I know what it’s like to worry about the state of the world. I’ve been there. It’s horrible. It happened to me just over a decade ago. I was doing some research for my job – feature writer on the UK’s best-selling upmarket newspaper (ooh, look at me!) and I found a story that nobody had covered.
I was ecstatic: this would definitely go on the magazine’s front cover. But as I described the sheer scale of the horrors to my editor, on the phone, it stopped being just a story. Because the things I was describing were going to directly affect me, and my wife, and our tiny daughter…
(She was so tiny! I didn’t want anything horrible to happen to her)
… and the words turned to dust in my mouth.
In an instant, it stopped being just a story. It became my mission. Frustratingly, my editor could only the funny side of what I told her. Later, I’ll tell you what that was, but for a while, I played along. I pretended it was merely funny. I thought, hell, if I can get the story in front of one million buyers of this newspaper, and the many others they share their copies with, I will have done my job – even if I have to seem light-hearted about something that’s causing me to lose sleep.
But that didn’t last. I couldn’t joke. This was too serious. I became convinced that we were headed for some kind of dark ages. Very soon, I was convinced, humankind would be living in caves again – those of us who were living at all. (The vast majority would be wiped out.)
My wife didn’t enjoy me talking like that. But she hadn’t been reading what I had. So she didn’t know any better, poor thing. I tried to explain. But she didn’t like that either. So I became a bit of a survivalist – as much as that’s possible while still leading a relatively normal life in north London.

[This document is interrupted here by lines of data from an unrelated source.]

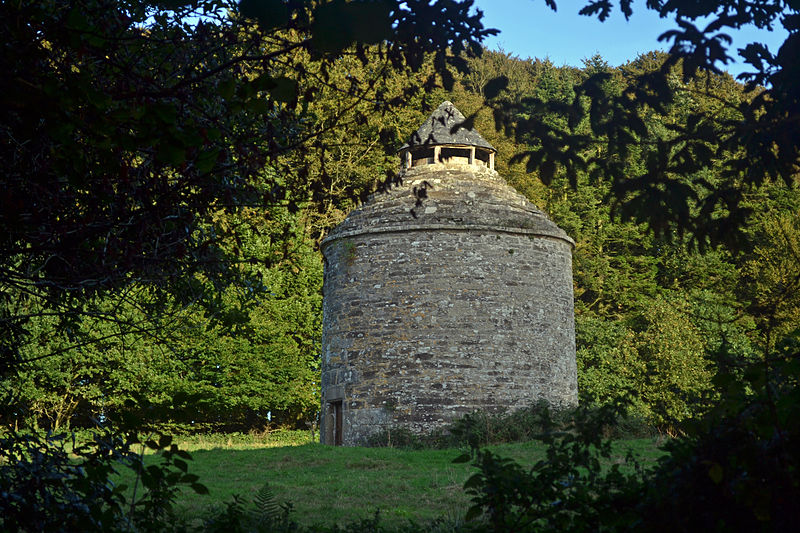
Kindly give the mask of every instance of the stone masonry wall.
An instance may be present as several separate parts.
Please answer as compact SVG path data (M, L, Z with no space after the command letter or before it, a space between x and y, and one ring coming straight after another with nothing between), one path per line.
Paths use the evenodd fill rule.
M323 440L336 400L345 445L577 402L571 242L456 225L342 235L323 253Z

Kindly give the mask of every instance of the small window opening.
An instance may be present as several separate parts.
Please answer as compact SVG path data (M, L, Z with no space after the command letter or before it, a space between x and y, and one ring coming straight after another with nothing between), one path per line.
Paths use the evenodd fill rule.
M469 152L469 148L442 148L442 162L469 164Z
M411 153L411 166L433 164L433 148L420 148Z

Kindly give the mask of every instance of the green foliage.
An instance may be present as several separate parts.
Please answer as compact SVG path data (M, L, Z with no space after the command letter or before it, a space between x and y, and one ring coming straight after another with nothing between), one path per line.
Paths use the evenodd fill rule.
M604 465L612 451L603 428L613 425L614 410L576 411L566 427L545 409L540 415L547 457L529 470L476 447L455 459L478 469L464 483L472 501L466 519L485 515L493 531L596 531L630 521L642 472L632 456L632 473Z
M106 426L82 443L63 433L12 431L0 444L4 531L171 531L179 488L208 493L188 473L191 456L170 437L141 442ZM157 464L145 464L144 448L159 454ZM111 481L122 469L134 476L130 496Z

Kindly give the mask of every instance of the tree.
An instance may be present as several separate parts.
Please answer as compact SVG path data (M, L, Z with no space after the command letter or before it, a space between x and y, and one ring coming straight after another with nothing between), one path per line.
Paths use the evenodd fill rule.
M319 123L305 108L332 84L329 69L343 57L366 64L376 48L370 76L335 87L351 102L428 54L437 76L426 83L450 83L460 54L493 33L470 6L3 2L0 370L18 363L31 317L77 331L106 291L145 284L179 304L213 300L199 289L236 281L232 265L246 259L220 246L213 214L296 207L285 185L256 177L336 127L341 114ZM320 67L295 62L299 51ZM371 101L380 112L403 98Z
M546 0L556 9L554 0ZM605 20L616 3L589 2L580 13ZM632 2L618 3L626 17ZM793 1L647 2L647 9L674 17L677 28L660 38L671 41L669 54L656 71L633 74L622 91L608 86L610 74L599 71L575 86L569 105L546 105L563 117L566 127L520 115L520 106L542 106L538 98L519 104L496 101L498 122L518 136L534 132L541 148L526 155L530 170L549 182L559 168L583 170L612 181L610 199L625 218L647 222L659 234L690 234L700 245L728 243L741 237L750 210L748 190L765 182L796 186L800 171L800 5ZM708 18L702 29L695 24ZM745 25L789 32L778 51L751 43L739 55L753 67L740 78L744 98L715 87L715 74L730 60L726 29ZM697 78L697 76L700 78ZM699 82L689 83L696 78ZM647 117L664 117L685 96L718 100L717 110L687 109L683 123L663 122L654 135ZM589 124L592 135L582 131ZM631 173L632 158L643 165ZM705 171L718 166L716 179Z

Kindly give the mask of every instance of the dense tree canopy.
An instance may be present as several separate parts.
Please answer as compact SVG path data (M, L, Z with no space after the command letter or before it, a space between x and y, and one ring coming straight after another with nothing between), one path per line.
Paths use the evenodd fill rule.
M554 0L546 3L556 9ZM602 21L615 4L591 1L580 12ZM631 15L633 2L618 6ZM611 198L624 217L647 222L657 233L688 232L701 245L734 244L751 212L746 192L767 181L793 186L800 171L800 5L652 0L646 8L677 26L660 37L671 47L658 70L630 69L624 85L599 70L558 102L535 95L503 101L501 95L498 119L509 133L538 139L519 157L545 182L557 172L602 175L612 180ZM696 26L704 21L705 27ZM715 75L732 53L725 31L778 24L789 32L779 50L751 43L738 51L753 69L740 76L746 92L720 91ZM694 95L718 102L699 109L691 105ZM685 121L661 121L661 131L649 125L648 117L666 117L676 106L684 107ZM560 121L542 118L551 113Z
M383 113L425 84L451 82L450 66L463 68L461 53L478 52L491 33L469 7L2 2L4 371L30 317L57 314L77 330L70 322L104 291L144 284L185 303L209 300L200 289L236 278L255 287L234 268L249 258L221 244L236 237L215 214L296 209L305 195L290 194L289 176L277 180L265 167L285 173L280 157L308 149L358 103ZM428 54L434 68L419 85L379 87L390 71L419 71ZM369 68L332 80L345 57ZM319 120L309 105L326 87L339 107ZM293 169L301 191L323 187L324 172L303 170Z

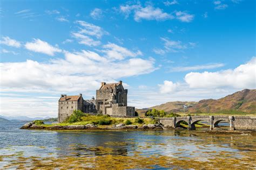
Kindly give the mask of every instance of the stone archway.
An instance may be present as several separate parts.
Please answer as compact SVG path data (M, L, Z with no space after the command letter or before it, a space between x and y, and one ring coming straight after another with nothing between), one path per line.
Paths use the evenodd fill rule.
M198 120L196 120L196 121L194 121L194 122L193 122L193 123L191 123L191 130L196 130L196 124L199 122L201 122L201 121L204 121L204 122L207 122L209 125L211 125L211 122L209 122L209 120L208 119L207 119L207 120L205 120L205 119L198 119Z
M178 122L176 122L176 123L175 124L175 127L176 127L176 128L182 128L183 129L187 129L187 128L186 128L186 127L180 125L180 123L181 123L183 122L186 122L187 124L188 124L188 123L184 120L179 120L179 121L178 121Z

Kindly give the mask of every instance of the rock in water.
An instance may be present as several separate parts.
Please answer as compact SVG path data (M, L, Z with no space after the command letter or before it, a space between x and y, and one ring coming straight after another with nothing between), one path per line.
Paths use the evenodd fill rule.
M87 124L85 125L86 128L97 128L97 125L94 124Z
M21 128L21 129L26 129L30 128L33 124L31 122L29 122L24 124Z
M122 127L122 126L124 126L125 125L123 123L119 123L118 124L117 124L116 127Z

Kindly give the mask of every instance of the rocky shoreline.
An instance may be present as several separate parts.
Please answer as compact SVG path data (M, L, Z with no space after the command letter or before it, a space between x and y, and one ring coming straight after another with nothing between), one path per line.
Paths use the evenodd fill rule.
M147 129L164 129L163 125L158 124L149 124L143 125L142 126L137 125L126 125L124 124L120 123L117 125L113 125L112 127L98 127L93 124L87 124L86 125L70 125L62 126L56 124L52 126L44 126L43 125L37 125L33 122L27 123L24 124L21 129L43 129L43 130L147 130Z
M113 125L112 126L98 127L93 124L87 124L86 125L59 125L58 124L52 125L51 126L44 126L45 124L37 125L34 122L29 122L24 124L21 129L28 130L179 130L184 129L181 128L176 128L175 129L171 127L164 126L160 124L148 124L142 126L137 125L126 125L123 123L117 125ZM207 133L208 134L242 134L242 135L256 135L256 131L252 130L235 130L230 131L223 129L218 128L213 130L197 131L198 133Z

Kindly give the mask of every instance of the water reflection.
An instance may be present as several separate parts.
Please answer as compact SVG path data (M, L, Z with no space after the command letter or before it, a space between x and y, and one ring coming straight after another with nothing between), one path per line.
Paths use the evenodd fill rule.
M255 134L1 128L0 168L255 168ZM207 162L206 164L205 162Z

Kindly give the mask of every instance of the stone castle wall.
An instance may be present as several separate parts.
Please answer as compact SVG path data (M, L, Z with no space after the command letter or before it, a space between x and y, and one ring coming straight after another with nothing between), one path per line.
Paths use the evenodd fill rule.
M78 103L77 101L59 102L59 116L58 122L65 121L68 117L70 116L73 110L78 109Z

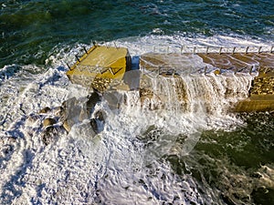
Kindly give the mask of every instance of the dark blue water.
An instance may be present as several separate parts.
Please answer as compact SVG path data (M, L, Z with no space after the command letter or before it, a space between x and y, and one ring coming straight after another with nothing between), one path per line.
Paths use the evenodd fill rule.
M0 67L45 64L54 46L156 35L273 40L269 1L0 1Z

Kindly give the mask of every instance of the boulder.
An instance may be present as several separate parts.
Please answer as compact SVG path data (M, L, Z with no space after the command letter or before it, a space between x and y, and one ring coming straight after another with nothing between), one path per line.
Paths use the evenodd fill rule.
M94 108L95 105L100 101L100 96L98 92L94 91L90 96L88 96L87 101L87 110L90 111Z
M47 126L41 133L41 139L47 146L53 141L58 135L58 130L54 126Z
M46 113L48 113L50 110L51 110L50 108L46 107L46 108L42 108L38 113L39 114L46 114Z
M45 118L44 121L43 121L43 127L46 128L47 126L52 126L56 123L57 123L57 121L54 118Z
M71 125L68 123L68 119L65 119L63 122L63 128L66 129L67 132L69 132L71 130Z
M94 113L94 117L96 119L99 119L100 121L105 122L105 112L103 110L97 110Z
M99 131L98 131L98 126L97 126L96 119L95 119L95 118L91 118L91 119L90 120L90 126L91 126L93 131L94 131L96 134L98 134Z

I continued to work as a journalist, but as much as I could I did without the fragile modern systems that I knew to be unreliable: instead of using electricity, I wrote on an old-fashioned manual typewriter, and delivered my stories by hand, on paper. I must surely be the last journalist who ever did that.
I started growing my own food, and collecting hand-tools, so that when the power eventually goes down, we’d be OK.